The other day on Radio 4’s Woman’s Hour…I should address that right there before I go any further. Yes, I am a lover of Woman’s Hour. I’m happy to admit to liking a program that clearly declares my age and sensible nature. I get great pleasure from putting it on while the children nap as I prepare the evening meal. It makes me feel strongly connected to my grandmother, as she always listened to the ‘wireless’, as she called it, while pottering about the kitchen. She would love that technological advances mean we can listen to programs whenever we want now and never miss a thing. And better yet, pause and rewind when the phone rings.
Anyway, I digress. The other day on the program they were talking about parental favouritism and if it’s really possible not to favour one child over another. I have to admit that it struck a chord with me and it’s been on my mind a lot since.
The past couple of months have been really difficult with Sun. He’s three and just started playgroup and, as I wrote about recently, his transition to being in a group environment without me around has been, err, interesting. He’s been aggressive at the playgroup and that spilled over to him beginning to be very aggressive at home. All of a sudden I went from having a happy, sweet little boy, to having to keep Shine at my side most of the time for fear he would donk her on the head with one of his toys or push her over. His aggression was also aimed at me a lot of the time too. He lashed out and tried to hit me on a number of occasions and I lost count of the times he would tell me, ‘Mummy, you’re not my friend anymore’.
I felt really guilty that until now he had always been cared for by me or Bird and that maybe that had had an impact on him being able to socialise with other children without us around to police him. I also saw reflected in his bad behaviour my own failings and it became really difficult to be around him all day every day as he battled through his angry feelings and frustration. It was so painfully sad and at the end of one particularly bad day he said to me, ‘Mummy, I’m lost’ and I later sobbed as I thought, ‘yes you are a bit lost at the moment and I’m struggling to help you find your way again’.
I can hand-on-heart say that I have definitely favoured Shine the past few weeks. She is almost 9 months old and I am really enjoying spending time with her at the moment. Her reflux has finally improved and she’s much more content and smiley. She’s starting to move about and interact a lot more and is constantly babbling and trying to communicate using her voice. It’s really, really sweet.
Maybe I’m finding this all the sweeter too because I feel I know what I’m doing with a 9 month old and I feel all at sea dealing with an aggressive preschooler. I’m not sure, but they are scary, strong feelings. The sort of feelings that we are taught to be ashamed of and hide. It’s not cool to declare that you really like one of your children more than the other. No, no, no.
I’m even more acutely aware of the feelings I’ve had over the past couple of weeks because my mother didn’t heed social norms and was quite happy to tell anyone who asked that I was her favourite child. I’m sure that my brothers resented me for this and it caused all manner of problems in our family. It still does if I’m to be brutally honest.
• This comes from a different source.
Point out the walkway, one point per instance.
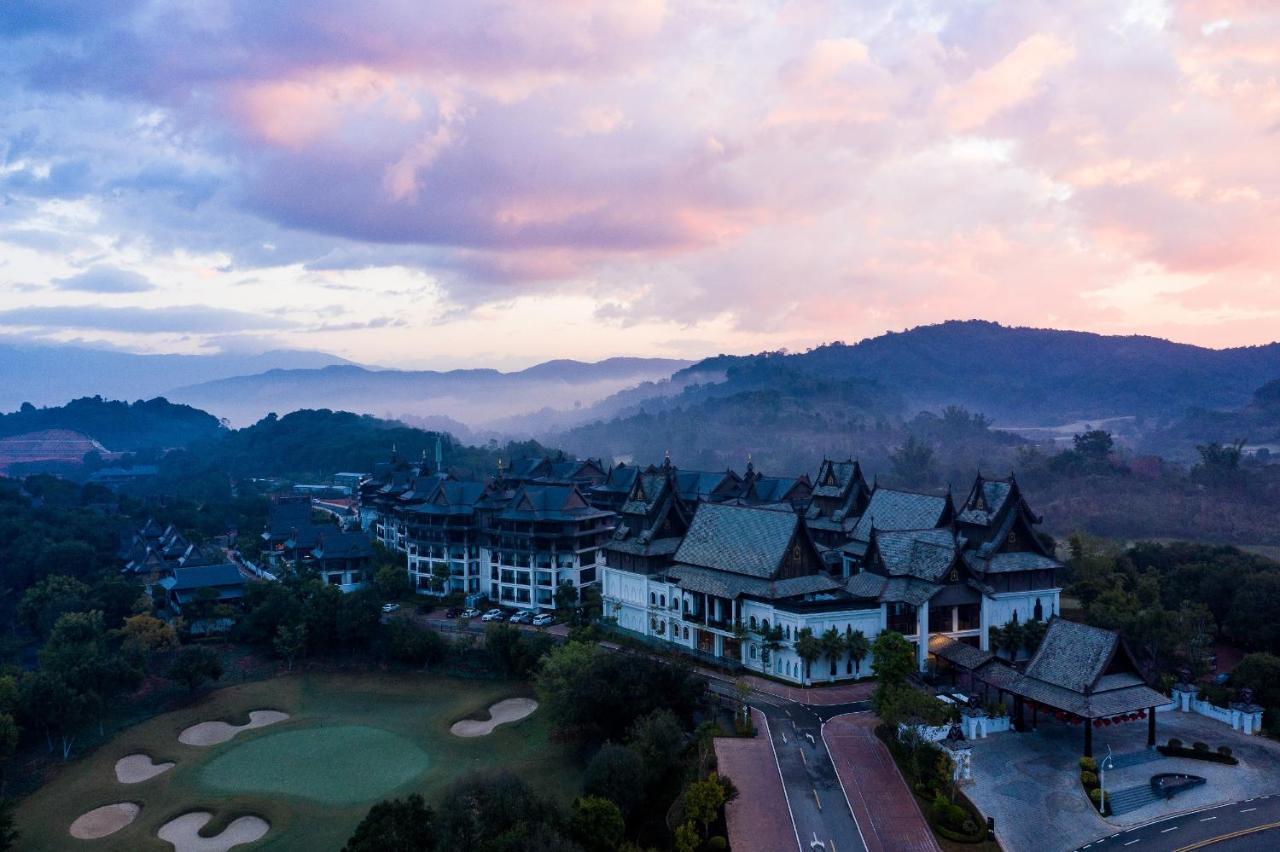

In an effort not to allow my feelings to impact on Sun or Shine, I made sure I forced myself to spend time with Sun and read him stories and tickle him and tell him how much I love him. I say, ‘forced myself’, because it was, I’m sad to say, a bit of an effort. My instinct was to carry on cuddling Shine and distance myself from Sun. I thought about it though, and the Woman’s Hour program touched on this too, and I realised that if I acted on my instincts he would feel there was a reason that he wasn’t as lovable as his sister. That he wasn’t worth loving as much as her. At that point in the program I did have a little cry. Sometimes hearing it said out loud really hurts.
Thankfully, things at playgroup are getting better with every session and so are things at home. In fact, Sun is being (almost suspiciously) ultra loving towards me and his sister again. I can’t help but wonder if, despite my best efforts to hide my feelings, he was onto me and he sensed he needed to up his game. I hope not. I never want him to feel that he’s not as loved, or lovable, as his sister. Of course I love them both equally, passionately. It’s just sometimes I don’t like them equally.